Yes, we know we should disinfect water, filter and boil it, but it is easier to buy it in a bottle — maybe with some carbonation and sugar.

I’m reminded of the thirst I felt during a coast-to-coast bike trip across the desert of northern Mexico in 2006. “You’re going to die,” my fellow cyclists warned me.

Almost. There were moments when the water ran out that, at 45 degrees Celsius (113 degrees Fahrenheit), made one start to think about the great hereafter, but the here and now usually produced an oasis in the form of a little convenience store in the middle of nowhere.

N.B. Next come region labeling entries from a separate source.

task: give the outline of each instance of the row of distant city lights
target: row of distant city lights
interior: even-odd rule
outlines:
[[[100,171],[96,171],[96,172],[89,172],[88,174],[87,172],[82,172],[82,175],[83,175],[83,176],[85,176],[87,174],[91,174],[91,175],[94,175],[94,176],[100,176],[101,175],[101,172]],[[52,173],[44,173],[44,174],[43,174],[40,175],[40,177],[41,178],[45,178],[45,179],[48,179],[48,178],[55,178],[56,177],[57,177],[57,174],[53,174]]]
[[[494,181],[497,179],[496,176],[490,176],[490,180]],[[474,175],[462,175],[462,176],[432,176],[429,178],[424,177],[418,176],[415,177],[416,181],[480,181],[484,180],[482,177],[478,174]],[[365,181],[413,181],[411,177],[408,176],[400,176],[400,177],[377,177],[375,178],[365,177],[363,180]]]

The culinary offerings were never optimal — at most, a variety of soft drinks, potato chips and cookies — but they helped keep me hydrated and nourished enough to stay on the road.

In Cervantes’s “Don Quixote,” the hero comes across an innkeeper “who, being a very fat man, was a very peaceful one.” If this were a universal truth, Mexicans would be a very peaceful lot. When it comes to economic matters, at least, we mostly are.

For most Mexicans, money is something you need, not something you cherish for its own sake. That’s why the new taxes on sodas and junk food were mostly contested by the business community. The average Mexican just shrugged.

But while we may be peaceful people, we are also suspicious.

The government stands to collect $1 billion every year from the soft-drink tax. It isn’t a huge fortune, but as we hear the hiss of a bottle being opened and we gaze down at our still broadening waistlines, we will wonder whether another politician is using our tax money to buy real estate in Florida, Texas or California.

So here’s an idea: now that we’ve taxed soda, let’s tax corruption. According to the Mexican employers’ association, the cost of corruption is 9 percent of our economic output ($1.2 trillion). If you apply the standard value-added tax of 16 percent, you’ll collect $17 billion. If you think a tax on soft drinks will make us healthier, just imagine what a tax on corruption could do.

David Toscana is a Mexican novelist and the author of The Last Reader.